M. Bertrand Mathieu a expliqué que la modification des règles d'adoption d'actes de l'Union européenne selon la procédure de révision simplifiée du traité établissant une Constitution pour l'Europe, dans la mesure où elle pouvait porter atteinte aux conditions essentielles d'exercice de la souveraineté nationale et donc être contraire à la Constitution, nécessitait de placer l'Assemblée nationale et le Sénat sur un pied d'égalité comme en matière de révision constitutionnelle.

Il a estimé que les dispositions de l'article 88-2 de la Constitution étaient devenues inutiles du fait de la jurisprudence du Conseil constitutionnel sur la transposition des directives communautaires, mais que leur maintien était nécessaire si le constituant préférait confirmer l'avis du Conseil d'Etat faisant primer un principe fondamental reconnu par les lois de la République sur la décision-cadre relative au mandat d'arrêt européen.

M. Patrice Gélard, rapporteur , a estimé que ces dispositions devaient être maintenues, par précaution, en raison de l'ambiguïté des décisions du Conseil constitutionnel.

M. Bertrand Mathieu a précisé que, selon le Conseil constitutionnel, seules, les dispositions expresses et spécifiques de la Constitution française, et non les principes fondamentaux reconnus par les lois de la République, étaient opposables à la transposition d'une directive communautaire. Aussi a-t-il jugé inutile le maintien des dispositions de l'article 88-2 de la Constitution.

En réponse à M. Richard Yung , M. Bertrand Mathieu a indiqué qu'il lui semblait préférable de faire figurer les dispositions de l'article 4 du projet de loi constitutionnelle dans le texte même de la Constitution, par exemple en rétablissant le titre XVII de cette dernière relatif aux dispositions transitoires.

M. Patrice Gélard, rapporteur , a indiqué qu'il existait, à l'étranger, des exemples de normes constitutionnelles ne figurant pas dans le texte même de la Constitution.

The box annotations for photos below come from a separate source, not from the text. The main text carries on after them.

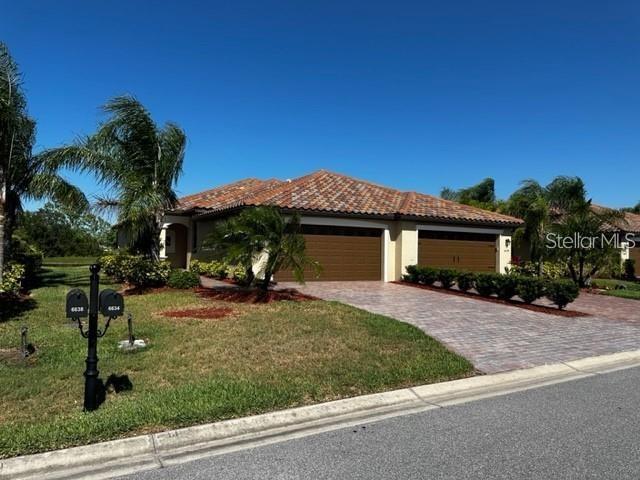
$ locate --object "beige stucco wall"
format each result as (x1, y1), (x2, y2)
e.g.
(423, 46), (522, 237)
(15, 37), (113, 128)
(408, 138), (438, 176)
(496, 234), (513, 273)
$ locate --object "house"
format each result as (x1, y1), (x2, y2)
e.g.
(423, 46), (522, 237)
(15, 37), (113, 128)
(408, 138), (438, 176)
(618, 212), (640, 272)
(161, 170), (522, 281)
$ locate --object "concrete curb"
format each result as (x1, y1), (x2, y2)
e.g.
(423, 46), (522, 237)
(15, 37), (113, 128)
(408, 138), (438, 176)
(5, 350), (640, 480)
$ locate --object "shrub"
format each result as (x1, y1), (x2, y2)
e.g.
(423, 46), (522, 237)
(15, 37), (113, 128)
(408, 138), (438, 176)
(476, 273), (500, 297)
(167, 269), (200, 289)
(0, 263), (26, 295)
(437, 268), (458, 288)
(516, 276), (544, 303)
(98, 252), (171, 287)
(509, 261), (568, 279)
(624, 258), (636, 280)
(494, 273), (518, 300)
(228, 265), (247, 283)
(456, 272), (476, 292)
(545, 280), (580, 310)
(418, 267), (440, 288)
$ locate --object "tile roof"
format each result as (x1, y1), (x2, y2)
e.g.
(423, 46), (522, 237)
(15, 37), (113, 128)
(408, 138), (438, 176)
(623, 212), (640, 233)
(174, 170), (522, 225)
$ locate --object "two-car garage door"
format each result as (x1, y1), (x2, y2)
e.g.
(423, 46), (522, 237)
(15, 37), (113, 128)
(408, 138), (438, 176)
(276, 225), (382, 282)
(418, 230), (496, 272)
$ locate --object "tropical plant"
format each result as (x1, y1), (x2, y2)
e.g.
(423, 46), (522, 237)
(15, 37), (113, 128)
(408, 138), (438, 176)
(440, 178), (501, 211)
(40, 96), (186, 260)
(548, 200), (624, 287)
(0, 42), (88, 282)
(206, 207), (320, 290)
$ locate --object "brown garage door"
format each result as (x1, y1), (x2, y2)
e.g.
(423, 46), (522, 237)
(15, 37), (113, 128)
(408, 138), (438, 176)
(418, 230), (496, 272)
(276, 225), (382, 282)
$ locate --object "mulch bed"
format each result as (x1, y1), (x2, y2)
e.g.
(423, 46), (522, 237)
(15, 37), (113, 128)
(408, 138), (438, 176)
(393, 281), (591, 318)
(196, 287), (318, 303)
(160, 307), (233, 320)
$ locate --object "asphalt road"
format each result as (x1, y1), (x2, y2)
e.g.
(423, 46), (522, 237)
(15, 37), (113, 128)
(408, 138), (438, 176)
(117, 368), (640, 480)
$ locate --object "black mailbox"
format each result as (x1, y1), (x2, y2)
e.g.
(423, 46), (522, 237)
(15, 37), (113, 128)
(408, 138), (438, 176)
(67, 288), (89, 318)
(99, 289), (124, 317)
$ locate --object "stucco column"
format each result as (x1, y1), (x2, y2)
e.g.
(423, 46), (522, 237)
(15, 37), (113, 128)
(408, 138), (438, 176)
(496, 235), (512, 273)
(394, 222), (418, 280)
(160, 225), (167, 260)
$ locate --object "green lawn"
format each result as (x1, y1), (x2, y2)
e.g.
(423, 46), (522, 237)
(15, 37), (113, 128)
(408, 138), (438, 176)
(0, 267), (472, 457)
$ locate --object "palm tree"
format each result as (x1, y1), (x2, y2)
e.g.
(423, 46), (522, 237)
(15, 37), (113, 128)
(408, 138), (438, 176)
(207, 207), (320, 290)
(46, 96), (186, 260)
(440, 178), (502, 211)
(0, 42), (88, 282)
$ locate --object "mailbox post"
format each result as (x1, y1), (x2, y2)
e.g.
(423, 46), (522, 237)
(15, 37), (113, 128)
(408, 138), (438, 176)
(67, 264), (124, 412)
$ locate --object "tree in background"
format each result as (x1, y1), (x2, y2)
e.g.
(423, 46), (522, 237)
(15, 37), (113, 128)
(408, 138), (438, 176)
(440, 178), (501, 211)
(15, 202), (115, 257)
(547, 199), (624, 287)
(0, 42), (89, 282)
(206, 207), (320, 290)
(45, 96), (186, 260)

M. Robert Badinter a souligné que l'adoption de telles dispositions serait inédite en droit français.

Il a déploré l'absence de débat parlementaire préalable à un référendum sur l'adhésion d'un nouvel Etat à l'Union européenne.

M. Bertrand Mathieu a indiqué que, par analogie avec la procédure prévue à l'article 11 de la Constitution, il serait logique de prévoir un débat parlementaire préalable à l'organisation d'un tel scrutin.

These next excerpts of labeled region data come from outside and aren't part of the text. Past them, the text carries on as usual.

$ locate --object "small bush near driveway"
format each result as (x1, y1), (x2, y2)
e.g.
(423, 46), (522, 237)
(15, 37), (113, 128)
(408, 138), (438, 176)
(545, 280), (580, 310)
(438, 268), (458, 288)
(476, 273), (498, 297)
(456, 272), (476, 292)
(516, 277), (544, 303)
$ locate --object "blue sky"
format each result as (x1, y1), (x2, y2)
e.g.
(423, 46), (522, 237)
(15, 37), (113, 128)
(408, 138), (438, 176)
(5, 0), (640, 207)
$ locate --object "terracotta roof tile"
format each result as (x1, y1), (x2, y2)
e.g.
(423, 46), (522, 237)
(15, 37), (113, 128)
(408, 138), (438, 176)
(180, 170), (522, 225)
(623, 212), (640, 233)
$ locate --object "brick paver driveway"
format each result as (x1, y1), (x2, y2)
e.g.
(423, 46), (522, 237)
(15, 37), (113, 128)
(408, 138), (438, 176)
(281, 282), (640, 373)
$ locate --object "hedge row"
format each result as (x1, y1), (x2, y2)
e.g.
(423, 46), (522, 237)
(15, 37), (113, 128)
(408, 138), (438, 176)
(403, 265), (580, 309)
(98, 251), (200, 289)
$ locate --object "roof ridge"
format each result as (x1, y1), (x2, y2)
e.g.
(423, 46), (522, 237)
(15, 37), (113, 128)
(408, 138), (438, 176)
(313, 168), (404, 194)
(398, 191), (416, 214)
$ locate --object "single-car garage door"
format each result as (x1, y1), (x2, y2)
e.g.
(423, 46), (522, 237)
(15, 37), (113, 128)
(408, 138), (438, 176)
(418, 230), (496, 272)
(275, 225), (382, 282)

Répondant à M. Pierre-Yves Collombat , M. Bertrand Mathieu a estimé que le Président de la République aurait compétence liée pour organiser le référendum.

M. Robert Badinter a souligné que les dispositions proposées auraient pour conséquence d'exclure le Parlement de la négociation, de la signature et de la ratification d'un traité d'élargissement.

M. Hugues Portelli a rappelé que la loi constitutionnelle relative à l'organisation décentralisée de la République avait prévu l'organisation d'un débat parlementaire avant toute consultation des électeurs d'une collectivité territoriale située outre-mer décidée par le Président de la République sur proposition du Gouvernement sur une question relative au régime législatif, à l'organisation ou aux compétences de cette collectivité. Aussi lui a-t-il semblé possible de prévoir un débat parlementaire avant tout référendum sur l'adhésion d'un nouvel Etat à l'Union européenne.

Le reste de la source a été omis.